A iniciação ao LEGO "técnico" pode ser feita a
partir dos quatro ou cinco anos, onde surgem os primeiros modelos com sensores
e actuadores rudimentares.
A partir dos 8 a 10 anos surgem os modelos mais
simples que já usam as peças Technic normais. Daí em diante
é um crescendo de variedade e complexidade. A partir dos 12 anos, aproximadamente,
as crianças já tiram partido da interacção entre o
brinquedo e o computador. As crianças de mais de vinte, quarenta, sessenta
ou mais anos não estão esquecidas, mas terão de aprender
a partilhar os LEGOs com filhos e netos... - Estímulo da aprendizagem
e criatividade
- Creio que é redundante elaborar sobre o tema: quem
assista pela primeira vez a uma criança de 1 ou 2 anos a brincar com LEGO
conclui imediatamente dois factos:
1) é irrelevante o que a caixa diz
para fazer, quem brinca é que sabe! 2) se nas primeiras horas a destreza
das mãos ultrapassa a da mente, rapidamente as mãos se tornam incapazes
de acompanhar o ritmo do pensamento Por experiência, posso acrescentar
mais conclusões: 3) Duas crianças com as mesmas peças
de LEGO não farão as mesmas construções 4) Faltarão
sempre peças para o modelo que têm na cabeça 5) Arrumar
o LEGO é enfadonho e repetitivo; logo, é trabalho dos pais :-) - Qualidade
do plástico
- O plástico é exemplar na sua rigidez,
permanência da cor, facilidade de montagem e desmontagem, arestas cuidadas,
etc.. A sua robustez é lendária: uma pessoa de 100kg pode
pisar um bloco (peça) de 4u x 2u sem que esta se parta ou mostre a menor
beliscadura: o chão por baixo é que pode ficar marcado.
- Durabilidade
- O
LEGO é um brinquedo de longa duração, não só
pela resistência à usura mecânica, mas também porque
mantém uma larga compatibilidade ao longo dos anos. Eu consigo integrar
peças da década de 1970 com peças de 2004.
As peças
melhores para este fim são as mais clássicas, barras, blocos e placas,
pois muitas das peças desenhadas para modelos específicos são
menos adaptáveis a construções em contextos diferentes. Mas
aí entra em jogo a imaginação! Como as construções
são fruto da imaginação das crianças e as peças
básicas são muito flexíveis, o LEGO mantém-se um brinquedo
sempre actual. - Comunidades de aprendizagem
- A Internet oferece
hoje vastas possibilidades de aprendizagem partilhada, troca e discussão
de modelos. Além dos modelos propostos nas caixas e das propostas disponíveis
nos sítios da LEGO, há imensas comunidades de amantes de LEGO, e
sobretudo LEGO técnico, onde se pode encontrar ideias, software
de projecto e ilustração de instruções, emuladores,
simuladores, grupos de discussão, concursos, etc..
Até
já há professores universitários a escrever livros que combinam
LEGO e equações diferenciais! - Coerência
- Uma
das maiores dificuldades da LEGO é manter um universo de brinquedos coeso,
que satisfaça simultaneamente os professores universitários de engenharia,
os seus filhos engenhocas e os entusiastas de dinossauros, comboios e bonecas.
Apesar
das críticas de alguns puristas, creio que a LEGO tem conseguido bons resultados,
permitindo que as crianças procurem brinquedos diferentes à medida
que crescem, mas mantenham o mesmo interface e a mesma "grámatica"

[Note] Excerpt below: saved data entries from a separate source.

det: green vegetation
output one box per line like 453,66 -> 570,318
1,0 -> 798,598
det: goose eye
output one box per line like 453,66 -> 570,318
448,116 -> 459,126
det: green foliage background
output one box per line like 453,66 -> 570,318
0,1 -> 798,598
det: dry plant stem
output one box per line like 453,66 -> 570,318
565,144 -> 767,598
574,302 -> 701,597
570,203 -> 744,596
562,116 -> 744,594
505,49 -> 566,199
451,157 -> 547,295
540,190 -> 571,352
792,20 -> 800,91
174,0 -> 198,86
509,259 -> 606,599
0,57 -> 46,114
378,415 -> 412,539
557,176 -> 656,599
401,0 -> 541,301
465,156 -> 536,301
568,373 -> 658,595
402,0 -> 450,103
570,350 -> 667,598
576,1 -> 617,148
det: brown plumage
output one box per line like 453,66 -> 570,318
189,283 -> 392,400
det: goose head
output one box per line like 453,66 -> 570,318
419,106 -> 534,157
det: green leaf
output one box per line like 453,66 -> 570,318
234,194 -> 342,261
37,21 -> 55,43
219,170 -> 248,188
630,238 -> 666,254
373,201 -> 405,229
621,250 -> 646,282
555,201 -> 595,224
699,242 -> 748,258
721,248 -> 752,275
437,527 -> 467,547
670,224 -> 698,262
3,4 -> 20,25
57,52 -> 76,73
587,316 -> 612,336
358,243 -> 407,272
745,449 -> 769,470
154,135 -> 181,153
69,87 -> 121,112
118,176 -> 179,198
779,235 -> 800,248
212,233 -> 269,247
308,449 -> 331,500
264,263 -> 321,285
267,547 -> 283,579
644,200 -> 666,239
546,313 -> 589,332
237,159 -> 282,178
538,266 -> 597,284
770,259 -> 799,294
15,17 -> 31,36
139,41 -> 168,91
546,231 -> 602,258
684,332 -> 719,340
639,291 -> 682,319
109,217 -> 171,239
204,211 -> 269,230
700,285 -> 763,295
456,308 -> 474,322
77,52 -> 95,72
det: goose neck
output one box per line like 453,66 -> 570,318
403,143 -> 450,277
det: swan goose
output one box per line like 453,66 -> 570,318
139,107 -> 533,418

de manipulação dos elementos LEGO.
As desvantagens
ou riscos do LEGO como plataforma didáctica - Solidão
- Construir
LEGO é normalmente uma tarefa solitária.
Em muitos casos, porque
as famílias só têm um filho ou a diferença de idades
conduz a uma separação de actividades (pode até suceder que
duas crianças brinquem separadas com LEGOs diferentes). Noutros casos
porque o transporte de conjuntos de LEGO para junto de um grupo de amigos é
melindroso: perde-se as peças, troca-se com as dos amigos, etc..
Nas crianças mais novas, há a dificuldade adicional de verbalizarem
o modelo que têm na cabeça, exasperando os circunstantes que não
percebem o turbilhão criativo que assola uma cabeça silenciosa.
- Preço
- O LEGO é um brinquedo caro. Eu próprio
modero as compras em função do rendimento disponível. Se
o LEGO custasse metade do preço, teria muito mais LEGO em casa.
Ao
longo dos anos recebi várias mensagens de adolescentes, pais e professores
que queriam começar a fazer robots e que sentem que o LEGO é caro
demais. Este sentimento é mais forte nas mensagens vindas de África
e do Brasil, onde até as escolas têm dificuldades para incluir LEGO
nos seus orçamentos. A durabilidade contribui para atenuar o efeito
do preço do LEGO. Eu esperaria encontrar muito mais LEGO usado à
venda. Na Bélgica havia imenso, em Portugal é uma raridade. Um mercado
de usados contribuiria para dinamizar o uso de LEGO. Ou talvez suceda que
os entusiastas guardem escrupulosamente os seus LEGOs para os passarem à
geração seguinte. - Legeometria
- A Legeometria (um
neologismo para "geometria do LEGO" cunhado por Erik Brok) tem peculiaridades
que acentuam a curva de aprendizagem, sobretudo para aqueles que, não estando
familiarizados com o LEGO, pretendem reproduzir outros modelos à escala.
Em
"Lego on my Mind",
o sítio sobre LEGO do professor holandês Erik Brok, há um
artigo esclarecedor sobre este tema (na página de entrada siga Thoughts
> Geometry). - Reconhecimento das comunidades informais
- Nos grupos
discussão de LEGO era frequente encontrar queixas sobre a pressão
que o LEGO Group faz sobre as comunidades de utilizadores, levantando problemas
de copyright e reverse engineering. Penso que é má
política porque os animadores destas comunidades são os melhores
arautos dos produtos LEGO. Tenho a impressão que, por este motivo ou por
outros, a pressão se tem atenuado nos últimos anos.